Biraz da inşaat sektörüne değinirsek,öncelikle inşaatların kalitesini nasıl değerlendiriyorsunuz?

Bursa, deprem bölgesinde ve her an o tehditle karşı karşıya yaşayan bir kent… Geçmişte yapılan hataların bugün telafisine çalışıyoruz. Bir kenti sıfırdan oluşturmanın zorluğunun sırtlayarak sağlıklı geleceği inşa etmek için kentsel dönüşümde elimizi taşın altına cesaretle koyuyoruz. Çünkü önceliğimiz insan, insan hayatı… Bir insanın sağlıklı yaşamı, tüm risklere bedeldir. Bu bilinçle doğru ve planlı yapılaşmanın Bursa’ya değer katması için gayret gösteriyoruz. Son dönemde inşaat sektöründe de gelişme yaşandı, yaşanmaya da devam ediyor. İnşaat sektöründe çalışanların yukarıda bahsettiğimiz konulara dikkat etmeleri gerektiğinin altını özellikle çiziyorum. İnsan sağlığını hedef alan, kaliteli, dayanıklı ve güvenilir yapılar bu şehrin marka değerine de değer katar diye düşünüyorum. Herkesi bu konuda hassasiyete ve özenli olmaya çağırıyoruz…

Bursa son yıllarda önemli bir yapılaşma baskısı altında. Bu da beraberinde birçok sorunu getiriyor. Kentimizde parsel bazında değişiklikler yapılmadan, bütüncül planlar yapılıyor mu?

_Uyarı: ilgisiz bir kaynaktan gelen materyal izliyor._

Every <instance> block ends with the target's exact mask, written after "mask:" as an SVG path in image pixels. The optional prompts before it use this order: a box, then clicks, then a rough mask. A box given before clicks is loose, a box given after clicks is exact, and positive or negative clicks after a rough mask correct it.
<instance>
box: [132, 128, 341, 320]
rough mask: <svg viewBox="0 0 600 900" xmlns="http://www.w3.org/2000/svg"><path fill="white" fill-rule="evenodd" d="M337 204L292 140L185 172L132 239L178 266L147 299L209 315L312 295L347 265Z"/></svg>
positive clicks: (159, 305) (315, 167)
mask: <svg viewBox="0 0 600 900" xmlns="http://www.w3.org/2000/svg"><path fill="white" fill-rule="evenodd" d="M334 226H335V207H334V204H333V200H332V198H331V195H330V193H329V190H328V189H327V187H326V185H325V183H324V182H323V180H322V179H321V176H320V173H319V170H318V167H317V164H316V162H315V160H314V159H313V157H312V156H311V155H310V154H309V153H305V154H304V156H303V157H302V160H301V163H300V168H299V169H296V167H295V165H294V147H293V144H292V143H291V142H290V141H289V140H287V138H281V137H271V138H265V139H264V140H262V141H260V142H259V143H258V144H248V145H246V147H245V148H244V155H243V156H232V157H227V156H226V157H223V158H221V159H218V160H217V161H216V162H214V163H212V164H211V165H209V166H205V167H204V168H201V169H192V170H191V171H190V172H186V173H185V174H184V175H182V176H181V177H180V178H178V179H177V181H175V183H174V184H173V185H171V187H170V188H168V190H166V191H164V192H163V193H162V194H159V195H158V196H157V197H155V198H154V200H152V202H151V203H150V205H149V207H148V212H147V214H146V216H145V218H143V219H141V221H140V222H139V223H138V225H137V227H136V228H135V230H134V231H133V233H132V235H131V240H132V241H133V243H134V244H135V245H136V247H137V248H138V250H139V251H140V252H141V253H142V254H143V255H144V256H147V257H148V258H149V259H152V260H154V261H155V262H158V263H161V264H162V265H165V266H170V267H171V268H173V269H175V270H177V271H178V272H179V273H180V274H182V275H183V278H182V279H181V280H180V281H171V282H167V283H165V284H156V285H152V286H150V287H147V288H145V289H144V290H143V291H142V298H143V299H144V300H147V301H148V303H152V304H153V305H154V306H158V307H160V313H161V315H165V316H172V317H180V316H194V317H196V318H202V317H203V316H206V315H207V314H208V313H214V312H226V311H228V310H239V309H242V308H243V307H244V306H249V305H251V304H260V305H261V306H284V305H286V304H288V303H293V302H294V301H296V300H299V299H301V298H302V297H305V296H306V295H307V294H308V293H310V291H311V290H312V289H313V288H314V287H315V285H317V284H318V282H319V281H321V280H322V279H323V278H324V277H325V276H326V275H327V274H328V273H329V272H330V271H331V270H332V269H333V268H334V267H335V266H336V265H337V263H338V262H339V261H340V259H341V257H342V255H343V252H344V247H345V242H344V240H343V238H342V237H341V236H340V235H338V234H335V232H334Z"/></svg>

Büyükşehir Belediyesi olarak belirli bölgelerde Bursa’ya büyük prestij katacak dönüşüm projeleri üzerinde de çalışıyoruz. Bunlardan en önemlisi, kentin merkezinde bir çöküntü bölgesi olarak duran Sıcaksu–Tabakhaneler Bölgesi… Buranın Bursa’nın en prestijli bölgesi olması için uzun süredir çalışıyoruz. Ancak yaklaşık 98 bin metrekare alanda 357 hak sahibi olması süreci uzatıyor. Bir projeyi uygulamak için tüm hak sahiplerinin muvafakati gerekli. Bölgenin termal bir kür merkezi olmasına yönelik projeyi yaparken, çok ince eleyip, sık dokuduk. Almanya’daki Bad Füssing ve Avusturya’daki Obernberg Termal tesislerini yerinde inceledik. Yapılan istatistiklerde sıradan bir turistin gittiği ülkeye 800 dolar, sağlık turistinin ise 8 bin 500 getirisi olduğu düşünüldüğünde böyle bir tesis hem yapıldığı alana değer katacak, hem de Bursa’yı termal turizm açısından da bir adım öne geçirecek. Sıcaksu Koruma Alanı’nda ve 3. Derece Doğal Sit Alanı kapsamında kalan, içinde 2 adet sondaj kuyusu bulunan ‘Sıcaksu Kentsel Dönüşüm Proje Alanı’nın sağlık turizmine hizmet edecek nitelikte termal kür merkezlerini barındırabilmesi amacıyla çalışmalarımız devam ediyor. Hak sahipleri ile birebir görüşmeler yaparak, hisseleri oranında proje paydaşı olmayı ya da kamulaştırma talebinde bulunma tekliflerini sunuyoruz. Öncelikle kamulaştırma talep eden hak sahiplerinin işlemlerine başladık. Yakın bir zamanda sonuç alıp, bir an önce bu projenin startını vermek istiyoruz.